クラウドログの開発チームでエンジニアをしている寺島です。

普段は、プロダクトの機能開発を進めながら、お客様からの問い合わせに対する技術的なサポートを行っています。

私のいるチームは、技術的なサポートを担当しているという理由からリリース予定の決まった開発はあまりやらないチームだったのですが、ここ最近リリース予定の決まった開発+素早い技術的なサポートを行なっており、結構泣いています。

そういう背景から、ここ最近、業務の属人化についてちょっと考えることがあったのでつらつら書いてみようと思います。

業務の属人化とは?

業務の属人化とは、特定のメンバーや個人しか業務の進捗や進め方について把握できていない状態を指します。

一般的に以下のデメリットが挙げられます。

  • 業務がブラックボックス化し、品質が不安定になる
  • 特定メンバーが不在の場合、業務のボトルネックができやすい
  • 特定メンバーの退職や休職などで、培われた技術や知識が失われる可能性がある
  • 特定メンバーに業務負荷が偏る
  • 新たなやり方・アイディアが生まれない

このような状況になると、例えばその人しかできない作業を その人がいないとき にやりたい場合、困ってしまいます。

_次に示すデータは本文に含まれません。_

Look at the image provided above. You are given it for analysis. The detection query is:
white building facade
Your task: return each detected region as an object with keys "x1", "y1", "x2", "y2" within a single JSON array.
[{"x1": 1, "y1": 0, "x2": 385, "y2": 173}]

場合によっては、「専門知識が深化する」や「意思決定の迅速化」などのメリットも存在します。しかし、基本的に属人化のメリットは短期的なものが多く、長期的に見れば組織にとってのデメリットの方が目立つことの方が多いです。

クラウドログの開発チームは?

クラウドログの開発チームも例に漏れず、いろいろな属人化問題を持っています。

例えば、次のようなものがあります。

  • 特定のメンバーに問い合わせの技術的なサポート対応が偏っている
  • 特定のメンバーにリリース作業が偏っている
  • 特定のメンバーに旧システム1に関する開発や保守のノウハウが偏っている
  • 特定のメンバーにインフラ・セキュリティ・パフォーマンス等の専門知識やノウハウが偏っている

簡単に考えられるだけでもこれだけありました。深掘りすると、もっと見つかるんだろうな。一般的にどこのチームもこのような属人化問題を大なり小なり抱えていると思います。

なぜ属人化が起こるのか?

じゃ、なぜ開発チームで属人化が起きるんだろうか?という理由を考えてみました。

■ 属人化の影響を感じられていない説

属人化することによる悪影響や解消することで、どれだけ自分たちにメリットがあるか意識できていない状態。
そのため、現状維持を目的としたもの(関係者だけ読む前提)だったり、さらなる属人化を生み出すようなドキュメントが作られたりするのでは?という予想しています。

■ 知識や手順を整備できていない説

ドキュメントができていない(=一般化されていない)ケースが多いため、担当メンバーの頭の中に手順がある状態。

■ 知識や手順を活用できていない説

ドキュメントは整備できているが、それをうまくチームに説明し運用できていない状態。


他にもありそうですが、特に大きい理由だと思われるものを挙げてみました。どの状況が当てはまっても、業務の属人化が進んでしまいます。当然ですね。

属人化を解消するためにできること

ここまでの内容から、私の独断と偏見で属人化を解消するためにすべきことを挙げてみることにします。(アイデアレベルのものも含む)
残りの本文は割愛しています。